End-to-end Optimization of Constellation Shaping for Wiener Phase Noise Channels with a Differentiable Blind Phase Search

TL;DR

This paper introduces a differentiable blind phase search algorithm integrated into an end-to-end optimization framework for constellation shaping, enhancing spectral efficiency in optical communication systems affected by phase noise.

Contribution

It develops a differentiable version of the blind phase search algorithm and demonstrates improved constellation shaping for phase noise channels.

Findings

Improved spectral efficiency by at least 0.1 bit/symbol over square QAM.

Achieved better performance than previous geometric-only shaping methods.
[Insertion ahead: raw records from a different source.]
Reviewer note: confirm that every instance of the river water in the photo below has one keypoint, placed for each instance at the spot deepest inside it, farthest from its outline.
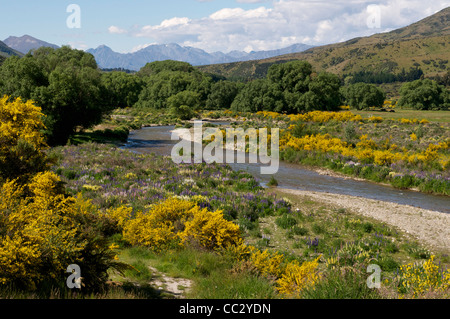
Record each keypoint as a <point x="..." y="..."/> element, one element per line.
<point x="158" y="140"/>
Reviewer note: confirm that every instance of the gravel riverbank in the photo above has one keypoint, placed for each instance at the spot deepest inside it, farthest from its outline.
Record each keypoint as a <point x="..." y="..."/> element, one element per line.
<point x="430" y="227"/>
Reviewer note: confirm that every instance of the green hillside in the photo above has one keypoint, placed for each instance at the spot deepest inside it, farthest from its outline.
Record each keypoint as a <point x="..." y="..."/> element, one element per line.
<point x="6" y="51"/>
<point x="424" y="44"/>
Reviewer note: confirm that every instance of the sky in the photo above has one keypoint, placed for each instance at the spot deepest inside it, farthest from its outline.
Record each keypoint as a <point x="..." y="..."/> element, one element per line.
<point x="211" y="25"/>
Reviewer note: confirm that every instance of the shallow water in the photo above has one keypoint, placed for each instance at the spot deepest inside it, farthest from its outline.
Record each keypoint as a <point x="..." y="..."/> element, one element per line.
<point x="158" y="140"/>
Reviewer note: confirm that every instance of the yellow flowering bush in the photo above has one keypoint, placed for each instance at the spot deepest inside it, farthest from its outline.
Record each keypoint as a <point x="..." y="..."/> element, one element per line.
<point x="420" y="279"/>
<point x="210" y="229"/>
<point x="176" y="222"/>
<point x="268" y="264"/>
<point x="21" y="142"/>
<point x="43" y="231"/>
<point x="296" y="277"/>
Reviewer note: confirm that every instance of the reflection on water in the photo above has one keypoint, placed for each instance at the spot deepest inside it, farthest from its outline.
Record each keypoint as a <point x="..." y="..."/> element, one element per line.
<point x="158" y="140"/>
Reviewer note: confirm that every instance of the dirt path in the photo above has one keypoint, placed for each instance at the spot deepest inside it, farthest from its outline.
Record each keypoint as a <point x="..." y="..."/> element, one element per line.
<point x="430" y="227"/>
<point x="173" y="286"/>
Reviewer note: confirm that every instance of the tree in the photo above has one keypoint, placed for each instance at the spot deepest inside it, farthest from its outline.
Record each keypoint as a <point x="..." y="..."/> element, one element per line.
<point x="223" y="94"/>
<point x="184" y="104"/>
<point x="362" y="96"/>
<point x="424" y="95"/>
<point x="323" y="93"/>
<point x="259" y="95"/>
<point x="65" y="83"/>
<point x="122" y="89"/>
<point x="169" y="80"/>
<point x="167" y="65"/>
<point x="22" y="144"/>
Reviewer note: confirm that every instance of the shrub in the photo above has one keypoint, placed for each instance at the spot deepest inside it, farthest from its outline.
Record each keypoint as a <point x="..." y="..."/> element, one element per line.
<point x="21" y="143"/>
<point x="210" y="229"/>
<point x="420" y="279"/>
<point x="43" y="231"/>
<point x="297" y="277"/>
<point x="174" y="223"/>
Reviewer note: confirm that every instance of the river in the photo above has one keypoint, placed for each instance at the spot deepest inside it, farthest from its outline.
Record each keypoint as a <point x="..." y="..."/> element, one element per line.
<point x="292" y="176"/>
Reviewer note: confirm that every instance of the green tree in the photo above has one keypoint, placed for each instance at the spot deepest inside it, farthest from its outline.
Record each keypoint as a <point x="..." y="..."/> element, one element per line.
<point x="122" y="89"/>
<point x="362" y="96"/>
<point x="259" y="95"/>
<point x="223" y="94"/>
<point x="65" y="83"/>
<point x="323" y="93"/>
<point x="163" y="80"/>
<point x="184" y="104"/>
<point x="167" y="65"/>
<point x="424" y="95"/>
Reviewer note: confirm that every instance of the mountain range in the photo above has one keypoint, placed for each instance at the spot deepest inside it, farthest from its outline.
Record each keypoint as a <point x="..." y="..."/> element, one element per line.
<point x="424" y="44"/>
<point x="107" y="58"/>
<point x="26" y="43"/>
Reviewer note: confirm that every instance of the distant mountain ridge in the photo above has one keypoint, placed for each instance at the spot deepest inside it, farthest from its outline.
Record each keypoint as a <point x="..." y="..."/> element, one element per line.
<point x="423" y="44"/>
<point x="107" y="58"/>
<point x="6" y="51"/>
<point x="26" y="43"/>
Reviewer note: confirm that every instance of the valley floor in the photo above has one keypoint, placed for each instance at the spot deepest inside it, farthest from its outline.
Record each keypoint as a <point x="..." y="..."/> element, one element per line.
<point x="429" y="227"/>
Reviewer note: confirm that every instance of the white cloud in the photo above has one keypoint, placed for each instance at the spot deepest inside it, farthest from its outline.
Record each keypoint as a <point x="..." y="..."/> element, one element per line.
<point x="286" y="22"/>
<point x="116" y="30"/>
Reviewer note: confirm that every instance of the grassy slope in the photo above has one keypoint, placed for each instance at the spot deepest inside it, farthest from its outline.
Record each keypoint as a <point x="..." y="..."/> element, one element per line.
<point x="426" y="40"/>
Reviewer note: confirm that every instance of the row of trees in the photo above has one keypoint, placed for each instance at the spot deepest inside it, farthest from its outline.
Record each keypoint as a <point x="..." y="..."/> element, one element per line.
<point x="73" y="92"/>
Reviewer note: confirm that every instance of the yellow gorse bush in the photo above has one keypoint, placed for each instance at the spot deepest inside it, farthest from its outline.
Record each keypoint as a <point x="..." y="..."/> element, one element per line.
<point x="176" y="222"/>
<point x="20" y="121"/>
<point x="39" y="231"/>
<point x="268" y="264"/>
<point x="21" y="141"/>
<point x="420" y="279"/>
<point x="366" y="150"/>
<point x="42" y="229"/>
<point x="297" y="277"/>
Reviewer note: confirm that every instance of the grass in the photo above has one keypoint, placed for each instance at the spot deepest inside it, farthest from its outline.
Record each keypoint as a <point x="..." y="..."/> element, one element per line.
<point x="299" y="228"/>
<point x="432" y="116"/>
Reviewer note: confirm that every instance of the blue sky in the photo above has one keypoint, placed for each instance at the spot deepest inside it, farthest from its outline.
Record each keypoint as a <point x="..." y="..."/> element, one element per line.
<point x="212" y="25"/>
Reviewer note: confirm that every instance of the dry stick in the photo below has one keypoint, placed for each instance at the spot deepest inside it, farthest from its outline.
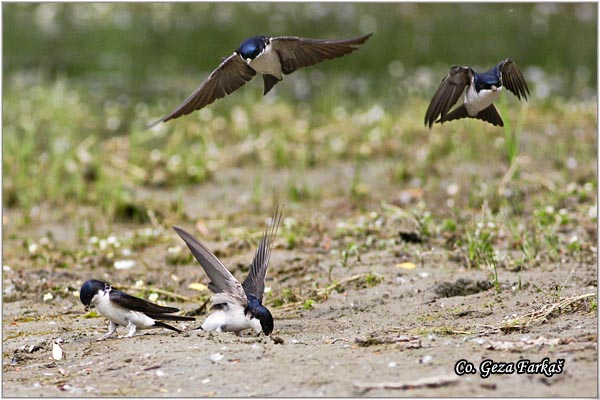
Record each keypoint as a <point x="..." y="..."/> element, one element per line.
<point x="324" y="290"/>
<point x="431" y="381"/>
<point x="525" y="320"/>
<point x="161" y="291"/>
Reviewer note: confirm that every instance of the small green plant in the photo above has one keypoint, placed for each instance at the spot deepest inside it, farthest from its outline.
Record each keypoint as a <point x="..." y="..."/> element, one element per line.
<point x="351" y="250"/>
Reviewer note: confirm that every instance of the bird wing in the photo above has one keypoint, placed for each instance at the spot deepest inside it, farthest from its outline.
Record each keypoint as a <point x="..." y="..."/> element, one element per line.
<point x="295" y="52"/>
<point x="229" y="76"/>
<point x="254" y="284"/>
<point x="221" y="280"/>
<point x="136" y="304"/>
<point x="513" y="79"/>
<point x="447" y="94"/>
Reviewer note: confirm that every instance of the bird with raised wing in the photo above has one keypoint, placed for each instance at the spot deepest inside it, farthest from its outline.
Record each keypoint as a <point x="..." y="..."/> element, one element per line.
<point x="483" y="89"/>
<point x="270" y="56"/>
<point x="236" y="306"/>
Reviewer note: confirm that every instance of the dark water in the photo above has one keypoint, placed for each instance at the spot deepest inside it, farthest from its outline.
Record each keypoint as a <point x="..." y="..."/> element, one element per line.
<point x="135" y="44"/>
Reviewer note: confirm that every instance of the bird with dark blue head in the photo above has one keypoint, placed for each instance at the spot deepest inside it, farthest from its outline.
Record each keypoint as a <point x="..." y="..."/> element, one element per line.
<point x="270" y="56"/>
<point x="482" y="90"/>
<point x="236" y="306"/>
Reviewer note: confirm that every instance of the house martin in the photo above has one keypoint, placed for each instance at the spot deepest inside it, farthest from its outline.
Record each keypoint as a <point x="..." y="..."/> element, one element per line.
<point x="125" y="310"/>
<point x="482" y="90"/>
<point x="236" y="306"/>
<point x="267" y="55"/>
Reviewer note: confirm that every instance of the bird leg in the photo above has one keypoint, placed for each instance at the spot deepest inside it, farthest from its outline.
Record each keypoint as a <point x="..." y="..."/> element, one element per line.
<point x="132" y="329"/>
<point x="112" y="327"/>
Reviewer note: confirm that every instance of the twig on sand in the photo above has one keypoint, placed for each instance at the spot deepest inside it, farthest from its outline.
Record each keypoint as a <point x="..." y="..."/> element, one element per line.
<point x="430" y="381"/>
<point x="542" y="314"/>
<point x="160" y="291"/>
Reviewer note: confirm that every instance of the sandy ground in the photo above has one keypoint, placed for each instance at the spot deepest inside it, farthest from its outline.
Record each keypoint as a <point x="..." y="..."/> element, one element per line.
<point x="387" y="338"/>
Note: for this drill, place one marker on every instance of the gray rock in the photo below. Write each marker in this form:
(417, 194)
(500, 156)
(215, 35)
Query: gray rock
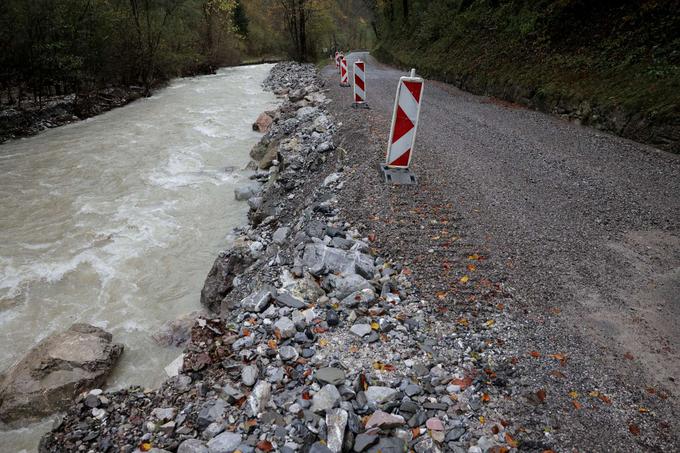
(285, 327)
(385, 421)
(258, 398)
(220, 279)
(289, 301)
(344, 285)
(336, 421)
(280, 235)
(325, 399)
(55, 371)
(249, 375)
(288, 353)
(361, 330)
(226, 442)
(365, 297)
(378, 394)
(192, 446)
(363, 441)
(210, 413)
(257, 302)
(330, 375)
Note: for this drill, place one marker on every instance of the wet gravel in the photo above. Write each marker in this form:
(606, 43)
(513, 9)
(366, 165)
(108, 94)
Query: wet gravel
(568, 235)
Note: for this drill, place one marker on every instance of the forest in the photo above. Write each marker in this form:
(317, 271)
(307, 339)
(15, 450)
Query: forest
(612, 64)
(54, 47)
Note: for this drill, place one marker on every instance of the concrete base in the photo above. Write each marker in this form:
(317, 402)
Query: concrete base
(398, 176)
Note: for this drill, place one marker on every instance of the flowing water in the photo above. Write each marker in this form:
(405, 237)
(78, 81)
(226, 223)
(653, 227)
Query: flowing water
(115, 221)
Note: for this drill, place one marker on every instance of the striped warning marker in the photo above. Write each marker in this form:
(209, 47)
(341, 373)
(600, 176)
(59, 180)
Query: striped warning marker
(344, 75)
(404, 121)
(359, 82)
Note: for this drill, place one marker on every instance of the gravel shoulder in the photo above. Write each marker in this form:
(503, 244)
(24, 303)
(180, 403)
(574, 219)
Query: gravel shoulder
(581, 231)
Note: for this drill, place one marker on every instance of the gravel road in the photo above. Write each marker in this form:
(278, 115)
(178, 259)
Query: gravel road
(581, 227)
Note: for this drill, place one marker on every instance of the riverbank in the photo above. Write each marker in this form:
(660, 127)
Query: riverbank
(322, 345)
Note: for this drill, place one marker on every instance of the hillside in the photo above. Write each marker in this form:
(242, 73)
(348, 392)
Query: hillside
(613, 65)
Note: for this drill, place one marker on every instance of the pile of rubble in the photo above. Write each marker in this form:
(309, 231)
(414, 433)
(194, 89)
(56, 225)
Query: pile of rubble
(320, 345)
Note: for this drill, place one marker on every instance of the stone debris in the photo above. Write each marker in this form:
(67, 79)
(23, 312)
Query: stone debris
(317, 344)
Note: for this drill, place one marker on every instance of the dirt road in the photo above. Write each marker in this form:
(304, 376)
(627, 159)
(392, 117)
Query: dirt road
(582, 227)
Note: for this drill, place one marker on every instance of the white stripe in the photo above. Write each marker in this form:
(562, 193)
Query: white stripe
(401, 146)
(408, 103)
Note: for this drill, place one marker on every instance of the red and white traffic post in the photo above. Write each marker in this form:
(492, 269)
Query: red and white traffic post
(360, 84)
(344, 75)
(403, 131)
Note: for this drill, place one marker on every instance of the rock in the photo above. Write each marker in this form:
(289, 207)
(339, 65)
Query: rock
(325, 399)
(280, 235)
(345, 285)
(336, 421)
(249, 375)
(247, 191)
(192, 446)
(56, 370)
(257, 302)
(378, 394)
(321, 259)
(220, 279)
(389, 445)
(164, 414)
(361, 330)
(384, 421)
(289, 301)
(226, 442)
(288, 353)
(363, 441)
(263, 123)
(434, 424)
(329, 375)
(258, 398)
(174, 367)
(211, 412)
(285, 327)
(364, 297)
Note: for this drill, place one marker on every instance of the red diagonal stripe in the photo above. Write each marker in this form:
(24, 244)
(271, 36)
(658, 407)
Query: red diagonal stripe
(415, 88)
(402, 160)
(402, 124)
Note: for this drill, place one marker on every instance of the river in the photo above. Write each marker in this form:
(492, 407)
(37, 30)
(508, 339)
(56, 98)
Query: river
(115, 221)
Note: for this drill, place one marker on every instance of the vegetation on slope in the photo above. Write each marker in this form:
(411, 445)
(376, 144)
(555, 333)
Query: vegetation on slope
(612, 64)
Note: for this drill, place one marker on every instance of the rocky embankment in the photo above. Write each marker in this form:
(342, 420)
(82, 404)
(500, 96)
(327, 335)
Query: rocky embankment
(320, 345)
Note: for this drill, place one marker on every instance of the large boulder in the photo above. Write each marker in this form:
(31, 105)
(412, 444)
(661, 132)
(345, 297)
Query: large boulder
(55, 371)
(220, 279)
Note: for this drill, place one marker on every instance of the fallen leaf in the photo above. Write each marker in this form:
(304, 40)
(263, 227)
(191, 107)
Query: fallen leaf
(541, 395)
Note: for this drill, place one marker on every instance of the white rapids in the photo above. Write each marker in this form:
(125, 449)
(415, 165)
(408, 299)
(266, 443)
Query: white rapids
(115, 221)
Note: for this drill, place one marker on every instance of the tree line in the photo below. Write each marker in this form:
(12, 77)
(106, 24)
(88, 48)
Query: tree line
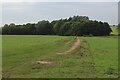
(72, 26)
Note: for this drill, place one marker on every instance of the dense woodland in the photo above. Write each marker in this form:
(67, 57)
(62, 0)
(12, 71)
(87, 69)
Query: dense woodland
(72, 26)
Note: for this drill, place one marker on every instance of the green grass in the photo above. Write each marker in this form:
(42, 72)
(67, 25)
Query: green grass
(105, 54)
(114, 30)
(94, 58)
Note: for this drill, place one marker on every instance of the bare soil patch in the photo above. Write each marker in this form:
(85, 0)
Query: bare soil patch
(43, 62)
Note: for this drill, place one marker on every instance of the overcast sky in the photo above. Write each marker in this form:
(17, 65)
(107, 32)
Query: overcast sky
(24, 12)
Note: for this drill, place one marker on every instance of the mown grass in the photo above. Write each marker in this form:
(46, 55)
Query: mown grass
(21, 52)
(114, 30)
(105, 55)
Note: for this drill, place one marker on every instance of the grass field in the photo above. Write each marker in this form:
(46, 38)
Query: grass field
(114, 30)
(96, 57)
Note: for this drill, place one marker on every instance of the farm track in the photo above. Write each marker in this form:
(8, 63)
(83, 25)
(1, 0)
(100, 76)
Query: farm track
(76, 44)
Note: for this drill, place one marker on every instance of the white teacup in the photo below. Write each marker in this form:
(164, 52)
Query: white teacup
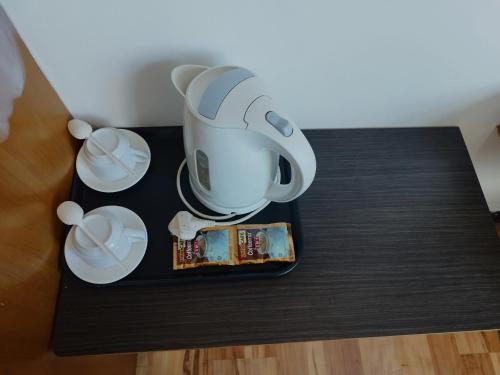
(117, 143)
(110, 231)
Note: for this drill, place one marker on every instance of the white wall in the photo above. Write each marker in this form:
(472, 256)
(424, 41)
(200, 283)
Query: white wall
(347, 63)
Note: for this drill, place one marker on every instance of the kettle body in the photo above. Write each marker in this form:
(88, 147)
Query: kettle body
(232, 149)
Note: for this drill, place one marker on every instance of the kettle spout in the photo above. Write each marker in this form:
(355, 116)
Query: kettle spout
(182, 76)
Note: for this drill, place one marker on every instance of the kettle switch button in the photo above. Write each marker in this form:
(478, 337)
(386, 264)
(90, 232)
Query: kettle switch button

Enhanced robustness and pilot-free operation in 64-ary systems.

Abstract

As the demand for higher data throughput in coherent optical communication systems increases, we need to find ways to increase capacity in existing and future optical communication links. To address the demand for higher spectral efficiencies, we apply end-to-end optimization for joint geometric and probabilistic constellation shaping in the presence of Wiener phase noise and carrier phase estimation. Our approach follows state-of-the-art bitwise auto-encoders, which require a differentiable implementation of all operations between transmitter and receiver, including the DSP algorithms. In this work, we show how to modify the ubiquitous blind phase search (BPS) algorithm, a popular carrier phase estimation algorithm, to make it differentiable and include it in the end-to-end constellation shaping. By leveraging joint geometric and probabilistic constellation shaping, we are able to obtain a robust and pilot-free modulation scheme improving the performance of 64-ary communication systems by at least 0.1bit/symbol compared to square QAM constellations with neural demappers and by 0.05 bit/symbol compared to previously presented approaches applying only geometric constellation shaping.